PUNK MERCH: The exterior of CBGB with logos of the club’s big acts on the awning.

PUNK MERCH: The exterior of CBGB with logos of the club’s big acts on the awning.

CBGB

L.A. Company to Make CBGB Live Again

The styles inspired by the scene at the CBGB nightclub in mid-1970s New York, one of the world’s first punk clubs, made a big impact on global fashion, but the club closed in 2006. It has since become the site for a John Varvatos boutique, but it’s not the last word on CBGB. There is an annual CBGB Music and Film Festival in New York, and Los Angeles–based branding and licensing company Epic Rights plans to make CBGB a notable fashion name in the current era.

Epic Rights announced recently that it was named as CBGB’s global branding, licensing and rights-management representative.

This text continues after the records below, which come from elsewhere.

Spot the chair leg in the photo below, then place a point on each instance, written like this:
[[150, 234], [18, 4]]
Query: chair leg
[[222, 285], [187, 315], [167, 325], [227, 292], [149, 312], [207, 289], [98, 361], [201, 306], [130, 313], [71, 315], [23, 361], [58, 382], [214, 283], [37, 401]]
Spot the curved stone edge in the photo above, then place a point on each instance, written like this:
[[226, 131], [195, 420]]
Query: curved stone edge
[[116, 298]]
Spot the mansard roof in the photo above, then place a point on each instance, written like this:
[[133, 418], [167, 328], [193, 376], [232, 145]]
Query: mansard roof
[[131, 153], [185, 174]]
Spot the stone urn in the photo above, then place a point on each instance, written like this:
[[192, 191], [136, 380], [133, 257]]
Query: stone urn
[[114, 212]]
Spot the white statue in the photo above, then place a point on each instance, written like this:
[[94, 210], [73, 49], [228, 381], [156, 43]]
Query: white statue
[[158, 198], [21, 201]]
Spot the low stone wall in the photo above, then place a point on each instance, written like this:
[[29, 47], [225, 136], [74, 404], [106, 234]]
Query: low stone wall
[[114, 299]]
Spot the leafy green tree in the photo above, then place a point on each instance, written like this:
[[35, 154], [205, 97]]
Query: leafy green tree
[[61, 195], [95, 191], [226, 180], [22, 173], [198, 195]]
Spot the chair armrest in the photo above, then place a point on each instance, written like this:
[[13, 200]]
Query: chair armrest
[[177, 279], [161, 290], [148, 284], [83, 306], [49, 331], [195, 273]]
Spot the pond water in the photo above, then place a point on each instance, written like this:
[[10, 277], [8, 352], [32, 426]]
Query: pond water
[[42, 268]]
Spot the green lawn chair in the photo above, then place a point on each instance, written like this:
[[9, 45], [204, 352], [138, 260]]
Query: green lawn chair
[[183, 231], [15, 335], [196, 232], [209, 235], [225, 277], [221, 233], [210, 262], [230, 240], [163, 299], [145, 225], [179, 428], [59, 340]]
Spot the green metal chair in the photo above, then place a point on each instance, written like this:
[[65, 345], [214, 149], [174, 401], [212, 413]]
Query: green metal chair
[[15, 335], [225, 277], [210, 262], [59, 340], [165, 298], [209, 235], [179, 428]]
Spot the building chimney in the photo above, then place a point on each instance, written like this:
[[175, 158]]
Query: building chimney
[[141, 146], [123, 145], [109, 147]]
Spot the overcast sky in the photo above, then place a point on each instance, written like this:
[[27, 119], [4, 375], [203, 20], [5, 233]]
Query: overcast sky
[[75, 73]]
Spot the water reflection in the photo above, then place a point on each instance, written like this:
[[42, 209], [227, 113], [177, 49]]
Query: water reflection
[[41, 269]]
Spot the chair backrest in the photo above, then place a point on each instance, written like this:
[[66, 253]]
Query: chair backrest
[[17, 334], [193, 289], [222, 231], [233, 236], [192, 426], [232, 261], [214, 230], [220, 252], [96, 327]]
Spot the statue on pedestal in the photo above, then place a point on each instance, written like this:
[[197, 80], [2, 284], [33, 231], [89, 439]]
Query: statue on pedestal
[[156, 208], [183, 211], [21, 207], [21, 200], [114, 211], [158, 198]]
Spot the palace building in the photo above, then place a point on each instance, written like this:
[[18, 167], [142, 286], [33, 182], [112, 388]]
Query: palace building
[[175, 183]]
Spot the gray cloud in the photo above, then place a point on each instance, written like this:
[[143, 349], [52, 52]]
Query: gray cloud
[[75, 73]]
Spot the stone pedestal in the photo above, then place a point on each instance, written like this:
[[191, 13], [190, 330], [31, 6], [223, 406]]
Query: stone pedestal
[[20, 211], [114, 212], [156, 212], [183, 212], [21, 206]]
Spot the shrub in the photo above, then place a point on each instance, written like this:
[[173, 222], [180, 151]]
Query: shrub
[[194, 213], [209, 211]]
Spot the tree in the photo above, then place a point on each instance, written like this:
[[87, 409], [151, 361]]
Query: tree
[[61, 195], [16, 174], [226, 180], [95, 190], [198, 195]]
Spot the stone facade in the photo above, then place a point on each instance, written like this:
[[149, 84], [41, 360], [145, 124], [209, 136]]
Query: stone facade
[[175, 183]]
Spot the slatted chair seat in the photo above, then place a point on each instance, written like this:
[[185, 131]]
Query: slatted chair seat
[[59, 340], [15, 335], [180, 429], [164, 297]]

Juli Boylan-Riddles, Epic Rights’ executive vice president of global strategic partnerships and licensing, said her company’s CBGB-licensed gear will include T-shirts with the iconic CBGB logo, which has been spotted at rock concerts for decades. It will offer other merchandise, which includes hoodies, footwear and unique capsule collections inspired by CBGB. Some of those new looks include graphics from the original CBGB site, such as the club’s unique graffiti. “You can’t go there now, but you can wear it,” Boylan-Riddles said.

She forecast the first delivery of CBGB merchandise will be in high-end specialty stores for Spring/Summer ’15.

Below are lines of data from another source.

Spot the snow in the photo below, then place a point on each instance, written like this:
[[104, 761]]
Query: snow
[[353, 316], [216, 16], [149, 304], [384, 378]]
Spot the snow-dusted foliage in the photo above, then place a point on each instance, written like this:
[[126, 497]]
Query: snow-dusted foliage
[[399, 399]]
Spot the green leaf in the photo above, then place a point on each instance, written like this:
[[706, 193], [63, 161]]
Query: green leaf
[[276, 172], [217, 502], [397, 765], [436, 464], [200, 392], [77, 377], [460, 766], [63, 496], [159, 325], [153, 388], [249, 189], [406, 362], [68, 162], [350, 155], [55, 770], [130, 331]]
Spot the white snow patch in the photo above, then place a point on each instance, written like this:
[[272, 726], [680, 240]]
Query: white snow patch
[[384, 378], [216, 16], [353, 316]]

Epic Rights started business in January 2014 and is led by Dell Furano, one of the pioneers of the rock-merchandise business. In the early 1970s, he started selling merchandise at Grateful Dead shows. He turned the guerrilla business into a multi-million-dollar company, Signatures Network Inc., which worked with artists such as Madonna and U2.

In 2007, he sold Signatures to Live Nation, a publicly traded concert-promotion company, for $79 million. Furano ran Live Nation’s merchandise division for five years.

Epic Rights also holds licenses to make licensed gear for acts such as Kiss and Aerosmith.